Nessa época o carteiro adquiria o caráter de porta-voz de reinos que não passam. E lá vinha ele dobrando a esquina cheio de envelopes brancos despejando-os em cada moradia. A dona de casa com o carinho de coração uno e indivisível expunha um a um na árvore de Natal armada no canto da sala. E então todos veriam que cartão de Natal era coisa séria. Parte da personalidade do remetente estava ali, nas frases-mensagens, na escolha da estampa, na letra manuscrita (nunca datilografada. Isso denotaria frialdade de sentimentos ou palavras ocas levadas ao léu). Todos os cartões recebidos tinham como obrigação religiosa serem retribuídos. Estes chegavam por vezes após o Natal pelo acúmulo de correspondências nos correios. Não retribuir, configuraria num insulto ou indiferença aos “augúrios de um Feliz Natal e Próspero Ano Novo”. Repito, cartão de Natal na Manaus-uma-só-família era coisa séria. Era a identidade do povo. E ali registrados como atributos indissolúveis a solidariedade e a índole fraternal. Veio por fim a pós-modernidade, e com ela essas catedrais do consumo denominadas “shoppings centers”, onde você e eu rendemos culto ao consumismo. Logo nós que éramos sóbrios! De uma geração gozando a vida sem um tostão no bolso. Que se embebedava do lazer dos balneários e nos passeios dominicais ao entardecer no “Roadway”. Bastava ver o sol efervescente dissolver-se no Negro e o gigantismo dos transatlânticos. Uma geração que gastava sim, voz e sola de sapato para executar serenatas. E as namoradas gastando emoções pelas frestas de janelas recatadas.

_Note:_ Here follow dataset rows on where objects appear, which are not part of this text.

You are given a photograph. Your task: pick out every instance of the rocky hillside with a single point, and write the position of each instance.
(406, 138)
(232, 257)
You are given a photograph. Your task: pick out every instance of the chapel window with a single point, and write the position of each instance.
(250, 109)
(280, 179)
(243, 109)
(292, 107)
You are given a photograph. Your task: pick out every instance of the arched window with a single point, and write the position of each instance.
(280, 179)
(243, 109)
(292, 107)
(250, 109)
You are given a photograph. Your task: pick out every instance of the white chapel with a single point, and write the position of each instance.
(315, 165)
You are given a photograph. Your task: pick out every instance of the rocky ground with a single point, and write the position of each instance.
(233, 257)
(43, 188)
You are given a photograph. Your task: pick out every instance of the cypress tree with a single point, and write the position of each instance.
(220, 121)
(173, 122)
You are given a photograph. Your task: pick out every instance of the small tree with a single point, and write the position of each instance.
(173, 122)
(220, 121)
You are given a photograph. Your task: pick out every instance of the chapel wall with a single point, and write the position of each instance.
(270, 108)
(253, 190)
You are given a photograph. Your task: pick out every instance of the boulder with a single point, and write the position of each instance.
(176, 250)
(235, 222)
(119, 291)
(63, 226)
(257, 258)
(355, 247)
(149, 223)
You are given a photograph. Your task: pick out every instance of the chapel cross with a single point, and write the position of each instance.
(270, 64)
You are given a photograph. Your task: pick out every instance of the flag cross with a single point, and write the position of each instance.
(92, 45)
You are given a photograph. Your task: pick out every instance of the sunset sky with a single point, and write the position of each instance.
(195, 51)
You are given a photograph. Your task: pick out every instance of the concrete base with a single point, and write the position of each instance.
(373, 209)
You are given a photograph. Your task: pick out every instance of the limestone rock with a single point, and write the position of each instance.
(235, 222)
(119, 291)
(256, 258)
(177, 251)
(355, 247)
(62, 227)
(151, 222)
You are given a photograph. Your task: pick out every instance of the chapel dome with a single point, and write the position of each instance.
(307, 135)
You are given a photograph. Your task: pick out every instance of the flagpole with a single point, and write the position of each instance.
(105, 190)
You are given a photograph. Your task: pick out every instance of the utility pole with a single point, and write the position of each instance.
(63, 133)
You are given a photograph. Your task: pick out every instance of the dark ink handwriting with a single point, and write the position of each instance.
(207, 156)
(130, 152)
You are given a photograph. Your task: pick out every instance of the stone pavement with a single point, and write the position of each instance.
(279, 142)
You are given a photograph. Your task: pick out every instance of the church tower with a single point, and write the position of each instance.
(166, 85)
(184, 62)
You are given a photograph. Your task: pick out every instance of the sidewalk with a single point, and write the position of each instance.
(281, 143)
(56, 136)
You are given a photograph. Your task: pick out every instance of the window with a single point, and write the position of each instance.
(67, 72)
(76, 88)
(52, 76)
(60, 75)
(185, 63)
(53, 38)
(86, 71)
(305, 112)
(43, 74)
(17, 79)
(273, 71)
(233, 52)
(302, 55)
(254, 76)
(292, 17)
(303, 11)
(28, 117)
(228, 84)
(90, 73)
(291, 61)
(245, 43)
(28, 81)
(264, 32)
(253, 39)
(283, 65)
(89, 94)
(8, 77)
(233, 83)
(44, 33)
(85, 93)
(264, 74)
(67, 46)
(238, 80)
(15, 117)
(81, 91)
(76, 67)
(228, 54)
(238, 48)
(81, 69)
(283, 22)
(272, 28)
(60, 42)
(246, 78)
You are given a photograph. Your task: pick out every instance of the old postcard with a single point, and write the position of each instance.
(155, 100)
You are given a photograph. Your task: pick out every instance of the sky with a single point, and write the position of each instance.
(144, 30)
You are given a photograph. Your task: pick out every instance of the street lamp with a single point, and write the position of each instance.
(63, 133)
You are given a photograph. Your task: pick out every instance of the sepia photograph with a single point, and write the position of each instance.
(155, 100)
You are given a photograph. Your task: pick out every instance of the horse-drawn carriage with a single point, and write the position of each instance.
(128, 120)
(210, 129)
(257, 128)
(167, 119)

Hoje o centro comercial tornou-se alvo de peregrinações da massa popular. Miscelânea de suor e pressa, e gritos e empurrões de quem consegue primeiro a promoção do dia. O certo é ser um vencedor, nessa competitividade insana de quem tem a melhor boneca, o melhor carrinho, o melhor vestido, o melhor celular, a melhor jóia... O certo atualmente, é sentir-se realizado nos seus ideais egocêntricos e materialistas. O cartão de Natal você não encontra mais em árvores de natais. O eu, sempre o eu, criou a celeridade glacial das mensagens natalinas eletrônicas. As palavras destituídas da calidez da mão sobre o papel. Robóticas, apenas. Cartão não era para ser rasgado mal se recebe. Como o dessas empresas e desses políticos a enviar votos de Boas Festas pela lista telefônica ressuscitando pessoas falecidas que ainda figuram nos catálogos. Suas metas não é sentir o Menino na Palha, mas maior rentabilidade nos negócios e muitos votos nas urnas. E cartão de Natal com alma, é algo em extinção. Os valores espirituais são pesos-mortos. Em cifrões são medidos os valores. Cartão de Natal, hoje é apenas estampa bonita no mostruário de livraria. E como fere! Aqueles com alma somente os olhos da memória podem agigantar e eternizar...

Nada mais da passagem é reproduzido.